Amazon Sagemaker Deepar prediction of driving speed violation due to algorithm
For many companies and the industry, the aspect of prediction is very important.If you move forward without a clearly defined goal, you may get serious results.Product plans, financial forecasts, and weather forecasts create scientific quotes based on hard data and important analysis.Time series predictions can disassemble the history data if there is a base line, trend, and seasonality.
Amazon Sagemaker Deepar Forecast Algorithm is a machine learning algorithm for predicting time series.This algorithm uses recurrent neural networks (RNN) to generate points and probability predictions.You can use the Deepar algorithm to predict a single value in the scalar (one -dimensional) time series or create a model at the same time in hundreds of relevant time series.You can also predict a new time series related to the series where the model is trained.
To explain the time series prediction, we use Deepar algorithm to analyze Chicago's speed violation camera datators.The dataset is Data.Hosted by GOV and managed by the US General Affairs Bureau and Technologist Transformation Service.These violations are captured by the camera system and can be used in the Chicago data portal.You can use the dataset to identify the data pattern and get meaningful insights.
The dataset includes multiple cameras and the number of violations every day.If you imagine the daily violation of the camera as a time series, you can use Deepar algorithm to simultaneously train multiple road models and predict multiple road violations.
This analysis allows the driver to identify the seasonality of data, which is the most likely to drive a driver exceeding the speed limit in a variety of time zones for one year.This allows cities to reduce operating speeds, create alternative routes, and implement prior measures to enhance safety.
This notebook code is available in the GitHub repository.
Creating Jupyter notebooks
Before you start, create an Amazon Sagemaker Jupyter notebook instance.In this post, ML.m4.Use the XLARGE notebook instance and the built -in Python3 kernel.
Imported libraries, download and visualize data
Download the data to Jupyter notebook instance and upload it to the Amazon Simple Storage Service (Amazon S3) bucket.To train data, use the address, the day of the violation, and the number of violations.The following code and output indicate how to download the dataset and display a few lines and four rows.

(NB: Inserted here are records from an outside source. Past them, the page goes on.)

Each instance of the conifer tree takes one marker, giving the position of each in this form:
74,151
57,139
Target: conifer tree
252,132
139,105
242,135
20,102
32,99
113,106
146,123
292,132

url = 'https://data.cityofchicago.org/api/views/hhkd-xvj4/rows.csv?accessType=DOWNLOAD'# シカゴ市のサイトからデータを取得r = requests.get(url, allow_redirects=True)open(datafile, 'wb').write(r.content)# 入力ファイルを読み取り、サンプルの行/列を表示するpd.set_option('display.max_columns', 500)pd.set_option('display.max_rows', 50) df = pd.read_csv(open(datafile, 'rb'), encoding='utf-8')df[df.columns[0:3]]
Visualization of data using Matplotlib
In this procedure, the day of the violation is converted from a string format to the date of the data frame, the lack of violation values are added to the camera, and the Matplotlib is used to visualize violations of various roads as a chronological order.I will make it.This helps to visualize each camera and road data as chronological order.See the following code:
df['VIOLATION_DT'] = pd.to_datetime(df['VIOLATION DATE'])df[['ADDRESS', 'VIOLATION_DT', 'VIOLATIONS']]unique_addresses = df.ADDRESS.unique()idx = pd.date_range(df.VIOLATION_DT.min(), df.VIOLATION_DT.max())number_of_addresses = len(unique_addresses)print('Unique Addresses {}'.format(number_of_addresses))print('Minimum violation date is {}, maximum violation date is {}'.format(df.VIOLATION_DT.min(),df.VIOLATION_DT.max()))violation_list = []for key in unique_addresses: temp_df = df[['VIOLATION_DT', 'VIOLATIONS']][df.ADDRESS == key] temp_df.set_index(['VIOLATION_DT'], inplace=True) temp_df.index = pd.DatetimeIndex(temp_df.index) temp_df = temp_df.reindex(idx, fill_value=0) violation_list.append(temp_df['VIOLATIONS'])plt.figure(figsize=(12,6), dpi=100, facecolor='w')for key, address in enumerate(unique_addresses): plt.plot(violation_list[key], label=address)plt.ylabel('Violations')plt.xlabel('Date')plt.title('Chicago Speed Camera Violations')plt.legend(loc='upper center', bbox_to_anchor=(0.5, -0.05), shadow=False, ncol=4)plt.show()
The following graph shows all data available in the dataset as a time -series, including the number of speed violations of the Y -axis plotted to the X -axis date.
Data set split for training and evaluation
Now you can divide the data into a training set and a test set.Create a test dataset from the last 30 days to evaluate the prediction of the model.The training job does not display test data for the last 30 days.Convert the dataset from a panda series to a JSON series object, use the test dataset to check the quality of the predictive function of the trained model.The following code indicates the creation of data split, training and test datasets.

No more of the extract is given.